I'm trying to calculate a business-logic in DAX which has turned out to be quite resource-heavy and complex. I have a very large PowerPivot model (call it "sales") with numerous dimensions and measures. A simplified view of the sales model:
+-------+--------+---------+------+---------+-------+
| State | City | Store | Week | Product | Sales |
+-------+--------+---------+------+---------+-------+
| NY | NYC | Charlie | 1 | A | $5 |
| MA | Boston | Bravo | 2 | B | $10 |
| - | D.C. | Delta | 1 | A | $20 |
+-------+--------+---------+------+---------+-------+
Essentially what I'm trying to do is calculate a DISTINCTCOUNT of product by store and week:
SUMMARIZE(Sales,[Store],[Week],"Distinct Products",DISTINCTCOUNT([Product]))
+---------+------+-------------------+
| Store | Week | Distinct Products |
+---------+------+-------------------+
| Charlie | 1 | 15 |
| Charlie | 2 | 7 |
| Charlie | 3 | 12 |
| Bravo | 1 | 20 |
| Bravo | 2 | 14 |
| Bravo | 3 | 22 |
+---------+------+-------------------+
I then want to calculate the AVERAGE of these Distinct Products at the store level. The way I approached this was by taking the previous calculation, and running a SUMX on top of it and dividing it by distinct weeks:
SUMX(
SUMMARIZE(Sales,[Store],[Week],"Distinct Products",DISTINCTCOUNT([Product]))
,[Distinct Products]
) / DISTINCTCOUNT([Week])
+---------+------------------+
| Store | Average Products |
+---------+------------------+
| Charlie | 11.3 |
| Bravo | 18.7 |
+---------+------------------+
I stored this calculation in a measure and it worked well when the dataset was smaller. But now the dataset is so huge that when I try to use the measure, it hangs until I have to cancel the process.

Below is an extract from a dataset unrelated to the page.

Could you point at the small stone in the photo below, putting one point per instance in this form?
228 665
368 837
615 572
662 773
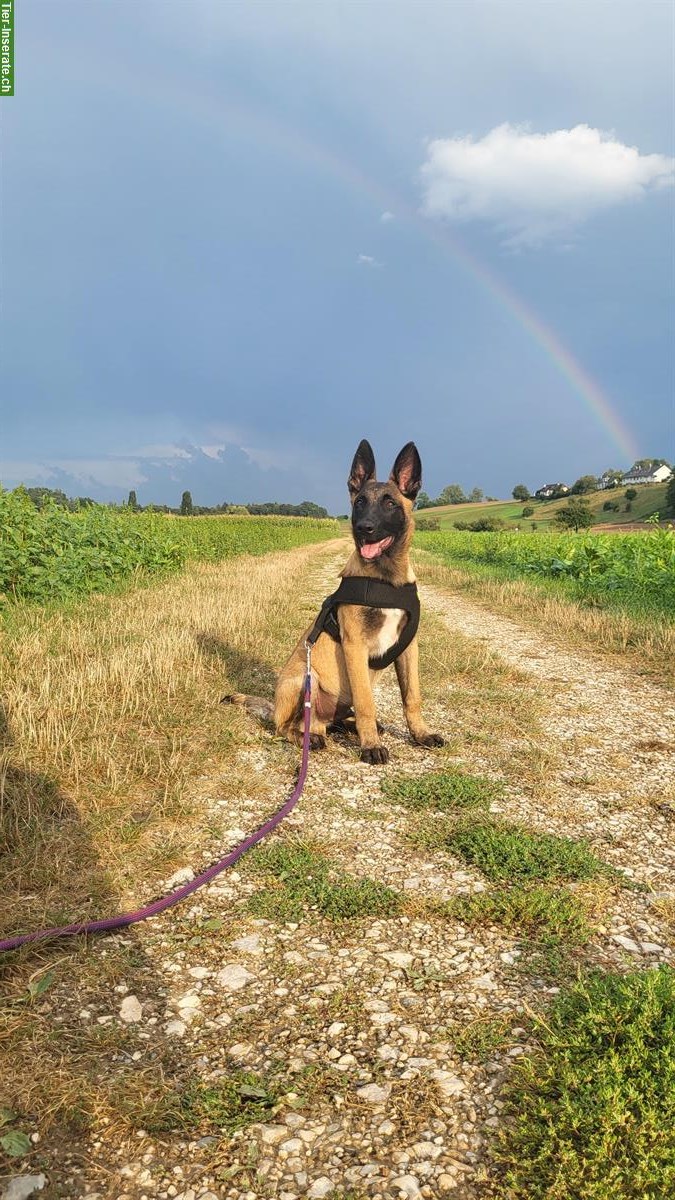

Is there a more efficient way to do this?
SUMX is appropriate in this case since you want the distinct product count calculated independently for each store & for each week, then summed together by store, and then divided by the number of weeks by store. There's no way around that. (If there was, I'd recommend it.)
However, SUMX is an iterator, and so is the likely cause of the slowdown. Since we can't eliminate the SUMX entirely, the biggest factor here is the number of combinations of stores/weeks that you have.
To confirm if the number of combinations of stores/weeks is the source of the slowdown, try filtering or removing 50% from a copy of your data model and see if that speeds things up. If that doesn't time out, add more back in to get a sense of how many combinations are the failing point.
To make things faster with the full dataset:
.
Calculated Table =
SUMMARIZE (
Sales,
[Store],
[Week],
"Distinct Products", DISTINCTCOUNT ( Sales[Product] )
)
Note: The calculated table code above is rudimentary and is mostly designed as a proof of concept. If this is the path you take, you'll want to make sure you have a separate store dimension to join the calculated table to, as this won't join to the source table directly
Measure Using Calc Table =
SUMX (
'Calculated Table',
[Distinct Products] / DISTINCTCOUNT ( 'Calculated Table'[Week] )
)
Jason Thomas has a great post on calculated tables and when they can come in useful here: http://sqljason.com/2015/09/my-thoughts-on-calculated-tables-in.html.
If you can't use calculated tables, but your data is coming from a database of some form, then you could do the same logic in SQL and then import a pre-prepared separate table of unique store/months and their distinct counts.
I hope some of this proves useful (or you've solved the problem another way).